Killer wants every bite of its burgers to be well-thought out: For the bacon to be crisp enough to break, not bend, when it’s bitten into, and for there to be some topping in every bite.
To achieve that, it places a lead focus on ingredients. “Every bite has to be a clean bite to make sure product that goes out of the door is good enough,” Dikos says. Killer Burgers’ teams, he adds, feel empowered to let waste increase in order to produce this perfect burger—even an imperfect pickle is discarded.
There’s no ignoring the fact that while burgers remain the lead act, the prevalence of plant-based eating has shaken up traditional menus.
Smashburger is very cognizant of this trend. It’s had a black bean burger on the menu for 12 years, but it’s time to reformulate it, Goerke says. The company is now removing the cheese and egg to make it vegan. It’s also adding some vegan shake options and sides. “Even though we’re a burger company we’ll be respectful of what is going on,” he says.
Smashburger also introduced a pulled pork tailgater in late 2020. “That not only was new and interesting and brought another protein ingredient to the burger but also showcased our culinary expertise,” Johnson says. “Having burgers in a lot of different forms is where we want to go and as consumers’ tastes evolve we want to move with them.”
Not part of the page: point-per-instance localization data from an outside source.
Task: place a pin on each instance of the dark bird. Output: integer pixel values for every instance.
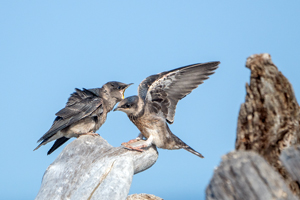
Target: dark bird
(156, 102)
(85, 112)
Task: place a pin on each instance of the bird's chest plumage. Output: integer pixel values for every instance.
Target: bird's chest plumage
(151, 126)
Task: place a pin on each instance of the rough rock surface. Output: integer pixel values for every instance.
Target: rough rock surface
(290, 158)
(143, 197)
(246, 175)
(90, 168)
(269, 119)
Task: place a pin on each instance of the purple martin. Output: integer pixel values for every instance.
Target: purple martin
(84, 113)
(155, 105)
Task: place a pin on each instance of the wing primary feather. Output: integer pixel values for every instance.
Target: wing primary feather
(57, 144)
(168, 87)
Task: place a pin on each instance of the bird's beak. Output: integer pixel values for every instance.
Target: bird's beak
(123, 91)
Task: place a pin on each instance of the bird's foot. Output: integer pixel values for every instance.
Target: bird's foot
(137, 148)
(131, 141)
(90, 133)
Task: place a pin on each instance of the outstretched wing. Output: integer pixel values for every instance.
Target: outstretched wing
(164, 90)
(81, 104)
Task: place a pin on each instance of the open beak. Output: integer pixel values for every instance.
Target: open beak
(123, 91)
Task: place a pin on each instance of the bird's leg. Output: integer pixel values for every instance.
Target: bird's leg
(139, 137)
(89, 133)
(147, 143)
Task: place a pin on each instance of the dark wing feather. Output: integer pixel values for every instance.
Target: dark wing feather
(164, 90)
(57, 144)
(81, 104)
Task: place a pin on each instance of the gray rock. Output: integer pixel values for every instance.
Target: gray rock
(90, 168)
(290, 158)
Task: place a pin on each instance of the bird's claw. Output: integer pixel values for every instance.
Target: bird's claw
(138, 148)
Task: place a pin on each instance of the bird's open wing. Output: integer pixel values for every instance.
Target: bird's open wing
(81, 104)
(164, 90)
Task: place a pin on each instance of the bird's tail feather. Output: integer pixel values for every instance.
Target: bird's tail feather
(57, 144)
(188, 148)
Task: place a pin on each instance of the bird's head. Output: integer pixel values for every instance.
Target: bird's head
(129, 105)
(116, 89)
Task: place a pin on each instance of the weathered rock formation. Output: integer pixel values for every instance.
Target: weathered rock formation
(90, 168)
(268, 123)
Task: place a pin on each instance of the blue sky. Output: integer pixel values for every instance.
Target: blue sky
(48, 48)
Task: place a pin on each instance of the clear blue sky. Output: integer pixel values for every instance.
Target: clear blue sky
(48, 48)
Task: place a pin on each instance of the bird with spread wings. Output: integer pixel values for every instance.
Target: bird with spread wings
(154, 107)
Hopdoddy has leaned into Beyond Meat. “We are impressed with their team and their CEO has been an awesome resource so we see being more aggressive in that arena and introducing plant-based products when and were we can,” Chandler says.
Some consumers are shifting to plant-based foods due to concern for the environment, which has led brands to commit to better sourcing practices in order to make strides toward alleviating climate change through their beef as well.
Hopdoddy changed its practices in order to become a better steward of the environment. The company only works with farmers and ranchers that commit to regenerative farming practices. And it works with companies whose core values align with Hopdoddy’s. “We commit to investing in those ranchers and suppliers who share core values with us because it needs to be a sustainable ecosystem,” Chandler says.
“Even the most conscious brands out there that are still using beef products are thinking about it,” Dikos adds. “We’re south of 20 stores and it’s not something we’re executing today but it’s something we need to be thinking about, to just see what we can do. And the bigger we get, the more thoughtful we need to be about our impact and putting some creative solutions together.”